The fifth one is a really important one to me – let the driver drive. You can’t say “Here, run this” and then overrun them. You can’t be a micromanager. I always tell people if you’re not making a mistake once in a while, you’re not trying hard enough. So, you got to let the driver, drive the car. You got to let the people that you’re empowering, be in a position of power, you can’t come over the top of them and take away their power by changing directions or step into a meeting and taking control of the meeting, you’re not empowering them. So, you let the driver drive.
Another one, people who learn to drive need to understand their limits. You got to put, put guard rails on where you want them to go. Don’t get them out into the weeds, make them focus on what you want them to be empowered to do. So, you got to establish those guidelines a little bit. And then the other part is you can learn by just being in the car. So what I mean by that, is if you’re in an environment make that environment an educational environment. Make it to where you’re showing how you can empower other people or you know you’re letting people run things, you let them be around those in situations, as well.
I tell people, one of my methodologies is – I want to give people enough rope to hang around a tree but not enough to hang themselves, right? So, you want them to be able to fasten themselves on something. You want them to grow but hopefully, as a good manager, if things get to be to dicey, I’m there to make sure that they’re not going to kill anything or kill themselves in the process. So, I want to give them those capabilities, an opportunity for growth without just letting them go off without any review.
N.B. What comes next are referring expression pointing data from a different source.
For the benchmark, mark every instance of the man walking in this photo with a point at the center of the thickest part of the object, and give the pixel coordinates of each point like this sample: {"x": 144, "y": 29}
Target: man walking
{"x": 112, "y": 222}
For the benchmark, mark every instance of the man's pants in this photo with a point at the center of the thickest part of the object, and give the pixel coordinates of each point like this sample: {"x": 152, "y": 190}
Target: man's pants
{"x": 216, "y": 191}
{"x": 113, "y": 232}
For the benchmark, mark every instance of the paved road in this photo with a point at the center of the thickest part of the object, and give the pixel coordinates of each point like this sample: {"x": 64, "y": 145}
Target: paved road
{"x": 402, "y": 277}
How can staff help when it comes to the great resignation? And would you have any examples or tips that you could provide?
It goes back to, how you’re keeping people. There are two things that an organization comes out into play that, that make people want to look to leave. One is burnout. So, with the right tool with resource management capabilities involved, you now can look at the utilization of your key resources. I know so many organizations, and there are three or four people that everyone wants because they’re comfortable with those individuals, they are on everything.
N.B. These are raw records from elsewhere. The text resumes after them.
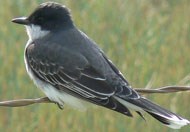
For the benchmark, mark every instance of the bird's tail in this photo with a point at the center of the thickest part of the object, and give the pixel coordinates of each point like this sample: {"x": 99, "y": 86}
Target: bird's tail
{"x": 166, "y": 117}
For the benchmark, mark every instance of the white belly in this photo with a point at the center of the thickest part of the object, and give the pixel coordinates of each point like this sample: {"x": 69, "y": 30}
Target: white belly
{"x": 52, "y": 93}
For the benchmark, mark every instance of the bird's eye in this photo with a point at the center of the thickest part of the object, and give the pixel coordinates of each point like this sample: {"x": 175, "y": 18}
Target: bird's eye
{"x": 40, "y": 19}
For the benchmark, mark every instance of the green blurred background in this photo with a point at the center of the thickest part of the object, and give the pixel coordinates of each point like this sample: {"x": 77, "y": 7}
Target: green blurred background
{"x": 148, "y": 40}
Well, you get two ends of the spectrum. You got the person that you want to keep, your ace player, everyone wants to use them, but he’s just as tired, right? He just wants to get out. He’s all over the place. He can’t focus on one thing. It’s frustration. At the other end you got the person that says, “I have all these skills to play that. No one’s ever asked me about that I can, I would love to get involved in some of these things.”
So the resource management tool allows you from an organizational point of view, to look at both of those spectrums and find people who can fill roles that you would typically look for. So, that’s one. The other is that there’s frustration because we’re all remote today. Communication is a key element. So, if you don’t have a centralized place where people are tracking their project activities, that there’s communication among those people who are on those teams as being frustrated “I didn’t know we already did this. I didn’t know what I was supposed to do. I forgot about that.”
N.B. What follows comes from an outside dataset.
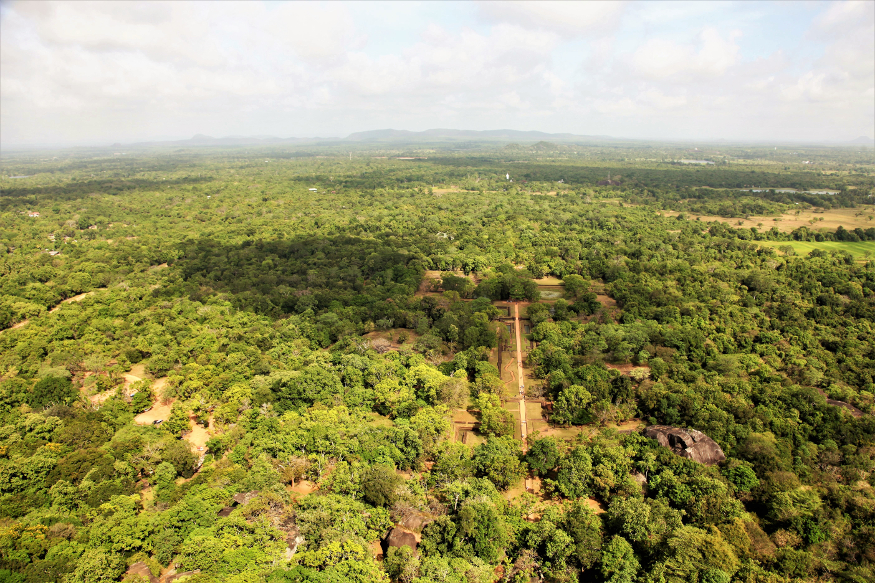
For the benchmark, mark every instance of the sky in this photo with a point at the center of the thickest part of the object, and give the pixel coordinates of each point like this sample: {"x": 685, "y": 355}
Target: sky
{"x": 91, "y": 73}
So, having personal dashboards, and having a project community in a solution is key. And then, it seems kind of trivial but the time and expense processing. It should be a simple thing. It’s one of those everyone can do but if it’s poorly enacted, if the system isn’t really supportive of the environment, that leads to frustration. So, yeah, software can certainly help resource management, time and expense project management. All those elements can really help people want to stay in your organization and not go elsewhere.